A current poll by YouGov® EU referendum tracker (17 May, 2016) indicate that 44% of the voters wants to stay in the EU, 40 % wants to leave and 12% are still not certain about how to vote.
The UK has for a long time been one of the three Contracting Member states that most patentees decide to validate their patents in. They are as such a very important piece of the puzzle for the Agreements on a Patent with Unitary effect and the Unified patent court to be able to enter into force. If the UK decides to stay, their preparations for ratifying the Agreements have also come a long way. For instance, the Houses of Parliament have approved draft legislation to amend the UK Patents Act to give effect to the Agreements of the UPC and the Unitary Patent. They have also made amendments to the Patent Rules, which will come into force when the UPC agreement comes into force. It is thus very likely that the current time schedule of early 2017 will stand for the entry into force of the UPC. It is not likely that the ratification will be completed before the referendum.
However, if the UK decides to leave the EU, the UPC and Unitary Patent system cannot start until the UK no longer is a member of the EU, unless the UPC Agreements is amended. The reason for this is that a non-EU member state cannot hold a position in the UPC regime. Italy will take the UK’s place as one of the three mandatory states, since it was the fourth most popular country for validation in 2012 (“in the year preceding the year in which the signature of the Agreement takes place”).
Further, the central division of the UPC, which is set out to be placed in London, will likely have to relocate. This means that the UPC Agreement will have to be amended, and possibly ratified again by the Contracting member states that have already ratified. The language regime that stipulates that the central division proceedings, for instance revocation actions, shall be in the language of the patent is not likely to change, and about 70% of the cases will still be held in English.

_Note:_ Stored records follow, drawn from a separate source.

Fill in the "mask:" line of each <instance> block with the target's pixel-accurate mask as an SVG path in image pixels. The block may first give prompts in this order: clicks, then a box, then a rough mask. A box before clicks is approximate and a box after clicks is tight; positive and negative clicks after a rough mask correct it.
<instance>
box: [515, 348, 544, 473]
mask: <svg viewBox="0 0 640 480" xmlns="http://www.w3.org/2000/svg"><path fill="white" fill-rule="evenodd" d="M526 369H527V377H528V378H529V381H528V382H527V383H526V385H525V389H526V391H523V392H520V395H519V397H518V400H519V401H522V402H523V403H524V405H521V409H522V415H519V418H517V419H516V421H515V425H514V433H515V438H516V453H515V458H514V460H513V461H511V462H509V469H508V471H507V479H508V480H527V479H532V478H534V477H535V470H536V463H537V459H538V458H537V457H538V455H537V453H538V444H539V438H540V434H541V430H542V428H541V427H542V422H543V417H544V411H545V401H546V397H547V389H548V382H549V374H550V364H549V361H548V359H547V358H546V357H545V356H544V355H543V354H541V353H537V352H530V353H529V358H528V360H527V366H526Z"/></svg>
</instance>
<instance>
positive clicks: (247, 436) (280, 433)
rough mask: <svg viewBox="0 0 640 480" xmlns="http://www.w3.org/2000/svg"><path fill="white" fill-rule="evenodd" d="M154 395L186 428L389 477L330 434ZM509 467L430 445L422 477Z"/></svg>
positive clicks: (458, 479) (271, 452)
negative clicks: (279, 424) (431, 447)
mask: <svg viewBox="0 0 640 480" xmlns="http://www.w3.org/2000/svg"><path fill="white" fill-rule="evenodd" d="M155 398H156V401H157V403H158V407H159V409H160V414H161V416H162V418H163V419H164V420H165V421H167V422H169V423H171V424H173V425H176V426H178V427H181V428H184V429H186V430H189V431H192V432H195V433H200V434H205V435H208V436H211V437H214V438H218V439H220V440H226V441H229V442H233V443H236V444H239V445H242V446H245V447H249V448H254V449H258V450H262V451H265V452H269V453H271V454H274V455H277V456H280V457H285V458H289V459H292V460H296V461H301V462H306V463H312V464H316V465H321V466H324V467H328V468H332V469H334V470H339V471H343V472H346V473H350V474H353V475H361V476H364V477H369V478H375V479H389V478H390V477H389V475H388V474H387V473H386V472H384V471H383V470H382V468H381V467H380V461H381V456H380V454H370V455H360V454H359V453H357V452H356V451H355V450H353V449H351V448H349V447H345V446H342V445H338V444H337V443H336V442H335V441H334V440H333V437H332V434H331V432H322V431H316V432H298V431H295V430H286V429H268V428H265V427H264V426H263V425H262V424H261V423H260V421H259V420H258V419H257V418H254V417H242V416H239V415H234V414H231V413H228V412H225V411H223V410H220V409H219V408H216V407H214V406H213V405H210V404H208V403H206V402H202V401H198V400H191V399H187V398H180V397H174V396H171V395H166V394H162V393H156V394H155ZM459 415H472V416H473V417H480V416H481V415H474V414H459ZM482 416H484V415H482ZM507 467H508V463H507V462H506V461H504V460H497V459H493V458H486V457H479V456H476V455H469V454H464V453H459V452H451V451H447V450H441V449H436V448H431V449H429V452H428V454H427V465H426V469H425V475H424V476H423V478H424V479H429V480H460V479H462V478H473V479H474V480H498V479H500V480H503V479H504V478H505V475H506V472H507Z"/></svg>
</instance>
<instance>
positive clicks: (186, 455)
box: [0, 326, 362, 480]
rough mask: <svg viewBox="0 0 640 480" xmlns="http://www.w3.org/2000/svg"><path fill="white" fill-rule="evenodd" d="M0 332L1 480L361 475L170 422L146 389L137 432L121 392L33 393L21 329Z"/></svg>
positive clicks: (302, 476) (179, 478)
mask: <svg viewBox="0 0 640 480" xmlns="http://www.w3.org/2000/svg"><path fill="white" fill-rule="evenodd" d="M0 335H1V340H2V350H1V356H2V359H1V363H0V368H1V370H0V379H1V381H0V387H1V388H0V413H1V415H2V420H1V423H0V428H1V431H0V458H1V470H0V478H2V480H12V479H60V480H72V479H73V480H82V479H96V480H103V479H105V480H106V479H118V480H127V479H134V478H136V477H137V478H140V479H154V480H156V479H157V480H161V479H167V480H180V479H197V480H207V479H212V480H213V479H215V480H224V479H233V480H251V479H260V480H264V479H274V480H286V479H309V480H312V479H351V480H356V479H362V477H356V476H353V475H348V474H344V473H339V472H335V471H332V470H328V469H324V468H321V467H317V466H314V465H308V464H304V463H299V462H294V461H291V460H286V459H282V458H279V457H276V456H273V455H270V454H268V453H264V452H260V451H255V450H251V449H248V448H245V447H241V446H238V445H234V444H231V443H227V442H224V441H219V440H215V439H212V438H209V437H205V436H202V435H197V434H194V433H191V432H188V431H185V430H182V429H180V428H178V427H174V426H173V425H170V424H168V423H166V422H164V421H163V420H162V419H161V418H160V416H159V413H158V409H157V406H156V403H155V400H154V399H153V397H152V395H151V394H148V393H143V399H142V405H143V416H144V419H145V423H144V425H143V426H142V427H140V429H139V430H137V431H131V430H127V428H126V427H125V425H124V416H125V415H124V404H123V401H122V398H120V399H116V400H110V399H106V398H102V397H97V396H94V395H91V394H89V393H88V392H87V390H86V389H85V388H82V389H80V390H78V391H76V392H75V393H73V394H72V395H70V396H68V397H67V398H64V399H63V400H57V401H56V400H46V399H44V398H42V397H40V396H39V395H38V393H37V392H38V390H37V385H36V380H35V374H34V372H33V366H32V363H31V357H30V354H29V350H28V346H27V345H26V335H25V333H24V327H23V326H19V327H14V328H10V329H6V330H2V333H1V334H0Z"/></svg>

The Lisbon Treaty (Article 50) governs the membership of the EU and it states that “Any member state may decide to withdraw from the Union in accordance with its own constitutional requirements.” However, a withdrawal from the EU is still a complex situation and any country desiring to leave will for instance have to negotiate with each of the other 27 states about the terms of departure, a process that can last for up to two years. The European council and the parliament in Strasbourg will then have to ratify the severance terms. In reality the “exit” may take more than two years.
With all of this taken into account, it is extremely difficult to predict when the UPC and the Patent with Unitary Effect may enter into force should we face a Brexit. In worst case, a delay of several years may be expected, unless a rapid re-negotiation and re-drafting of the current Agreements for the UPC and the Unitary Patent package can take place and be ratified accordingly.